For years, the US State Department has been using economics to fight the war on terror.

In the Middle East and South Asia, economic aid from Washington has gone to both national militaries as well as to local economies. Conventional wisdom behind this policy says that poverty is a root cause behind young men turning toward violent extremism; bringing the poorest members of society into the middle-class is therefore an effective method to combating terrorism.

However, a new study concludes that this idea simply isn't true.

According to the report from the Mortara Center for International Studies at Georgetown University, the impoverished are actually less likely support terrorist groups than those who are more affluent.
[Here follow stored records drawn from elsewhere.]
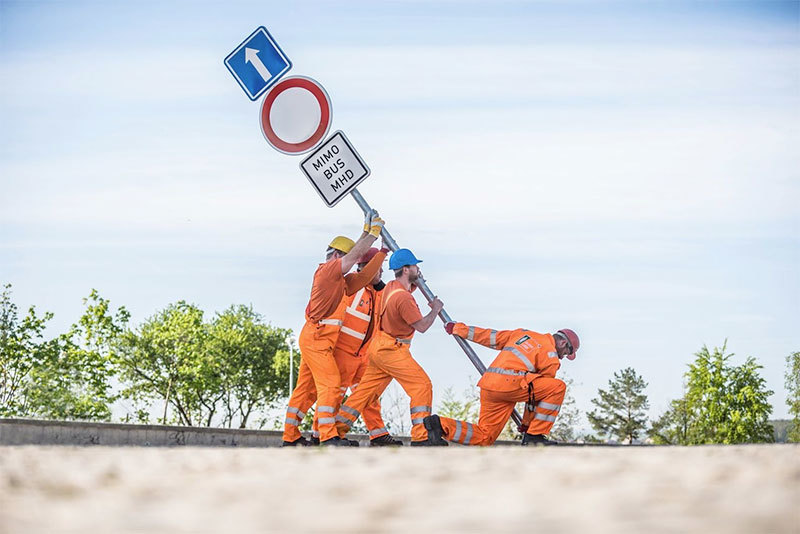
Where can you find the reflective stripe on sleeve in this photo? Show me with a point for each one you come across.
(351, 411)
(469, 434)
(351, 332)
(548, 406)
(524, 359)
(292, 409)
(544, 417)
(501, 371)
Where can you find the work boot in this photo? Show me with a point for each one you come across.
(536, 439)
(385, 441)
(302, 442)
(434, 427)
(338, 442)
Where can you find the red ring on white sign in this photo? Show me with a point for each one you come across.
(322, 98)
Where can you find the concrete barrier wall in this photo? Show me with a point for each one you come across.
(40, 432)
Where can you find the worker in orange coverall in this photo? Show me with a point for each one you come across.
(389, 352)
(350, 350)
(319, 378)
(523, 371)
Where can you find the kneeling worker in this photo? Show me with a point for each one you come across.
(389, 354)
(523, 371)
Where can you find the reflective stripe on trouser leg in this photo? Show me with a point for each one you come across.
(549, 393)
(320, 361)
(396, 361)
(347, 415)
(463, 432)
(303, 397)
(325, 415)
(372, 411)
(372, 385)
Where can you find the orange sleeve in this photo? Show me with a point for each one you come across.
(355, 281)
(326, 290)
(487, 337)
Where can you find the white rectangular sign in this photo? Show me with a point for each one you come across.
(335, 169)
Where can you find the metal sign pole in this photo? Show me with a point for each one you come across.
(429, 296)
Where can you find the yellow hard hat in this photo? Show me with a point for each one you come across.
(340, 242)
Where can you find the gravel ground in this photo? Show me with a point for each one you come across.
(103, 490)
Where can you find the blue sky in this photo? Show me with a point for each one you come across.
(629, 170)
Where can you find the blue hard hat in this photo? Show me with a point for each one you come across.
(401, 258)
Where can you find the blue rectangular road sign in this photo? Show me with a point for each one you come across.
(258, 63)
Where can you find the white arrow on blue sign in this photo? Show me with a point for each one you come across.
(258, 63)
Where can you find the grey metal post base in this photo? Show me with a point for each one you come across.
(429, 296)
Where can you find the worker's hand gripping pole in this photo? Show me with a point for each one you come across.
(389, 241)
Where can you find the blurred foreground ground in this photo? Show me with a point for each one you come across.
(500, 489)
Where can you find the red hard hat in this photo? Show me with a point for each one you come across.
(368, 255)
(572, 337)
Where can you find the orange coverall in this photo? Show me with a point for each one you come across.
(526, 359)
(390, 357)
(350, 353)
(319, 378)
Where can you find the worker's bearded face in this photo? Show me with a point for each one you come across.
(413, 273)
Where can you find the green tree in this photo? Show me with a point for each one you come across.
(722, 403)
(167, 360)
(564, 429)
(75, 381)
(726, 403)
(672, 428)
(793, 398)
(621, 411)
(253, 361)
(23, 350)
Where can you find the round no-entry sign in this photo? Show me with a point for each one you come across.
(296, 115)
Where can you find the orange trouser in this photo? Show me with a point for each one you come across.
(352, 368)
(390, 359)
(496, 407)
(318, 379)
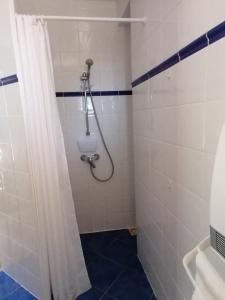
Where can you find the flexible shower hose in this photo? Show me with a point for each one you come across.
(103, 142)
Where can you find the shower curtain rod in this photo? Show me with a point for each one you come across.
(92, 19)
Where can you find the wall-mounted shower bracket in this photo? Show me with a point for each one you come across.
(90, 159)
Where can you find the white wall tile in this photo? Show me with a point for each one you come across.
(179, 114)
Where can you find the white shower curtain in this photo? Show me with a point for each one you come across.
(63, 270)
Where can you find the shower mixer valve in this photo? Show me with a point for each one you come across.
(90, 159)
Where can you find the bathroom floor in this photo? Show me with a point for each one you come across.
(113, 267)
(11, 290)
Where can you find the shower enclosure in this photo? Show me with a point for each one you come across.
(103, 205)
(86, 146)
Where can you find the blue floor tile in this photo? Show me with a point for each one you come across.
(101, 271)
(114, 268)
(92, 294)
(121, 253)
(7, 285)
(107, 297)
(21, 294)
(131, 286)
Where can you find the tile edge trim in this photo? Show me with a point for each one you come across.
(210, 37)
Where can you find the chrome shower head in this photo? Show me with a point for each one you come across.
(89, 62)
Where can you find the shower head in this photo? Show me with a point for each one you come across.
(89, 62)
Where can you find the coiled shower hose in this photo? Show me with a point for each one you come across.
(103, 142)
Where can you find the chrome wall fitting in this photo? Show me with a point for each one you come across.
(90, 159)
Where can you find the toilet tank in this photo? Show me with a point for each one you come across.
(217, 200)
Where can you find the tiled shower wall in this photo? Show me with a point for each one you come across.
(18, 220)
(99, 206)
(177, 117)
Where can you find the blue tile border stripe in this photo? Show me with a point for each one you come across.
(203, 41)
(13, 79)
(8, 80)
(95, 93)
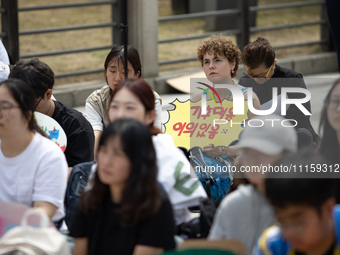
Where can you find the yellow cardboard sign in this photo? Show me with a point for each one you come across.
(189, 128)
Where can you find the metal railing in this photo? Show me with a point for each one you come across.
(10, 32)
(244, 30)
These results go against the official policy of the United States.

The National Strategy for Combating Terrorism, published by the CIA in 2003, explicitly states that underlying conditions such as poverty, corruption, religious conflict and ethnic strife create opportunities for terrorists to exploit....Terrorists use these conditions to justify their actions and expand their support.

In Pakistan -- which was the focus of the 6,000 person study -- one third of $20 billion in aid provided since 2001 has gone toward economic development.

There is a powerful draw to that [economic] narrative, said study co-author Carol Christine Fair. The West wants to believe there is a root cause of terrorism. If we could solve the problem, terrorism would eventually go away.

But the reality isn't simple.

The study found that in Pakistan there is actually a reverse correlation between income and support for militant groups. According to Fair, the county's lower class is 2-to-23 times less tolerant of militants than the middle-class. Additionally, lower-class individuals who live in urban areas are the least likely among all economic groups to support or sympathize with terrorist organizations.

This is because the poor, especially in a country like Pakistan which is both a perennial supporter and victim of terrorist activities, are more likely to be harmed by acts of violence than the rest of society.

It is not that the people are vulnerable to militants' appeals because they are poor and dissatisfied. Rather, it is the poor who suffer more from militants' violence and so most intensely dislike them, the study asserts.

How then should the State Department react to the results? Should the US reverse its aid policy? Economic aid is a complicated matter and there is no easy answer.

It's generally a good thing, Fair claims.

One US government proposal, for example, called for the United States to strengthen Pakistan's public education system, increase literacy, expand opportunities for vocational training, and help create an appropriate national curriculum for all schools in Pakistan.

But aid for fighting terrorism, according to the researcher, is aid for the wrong reason.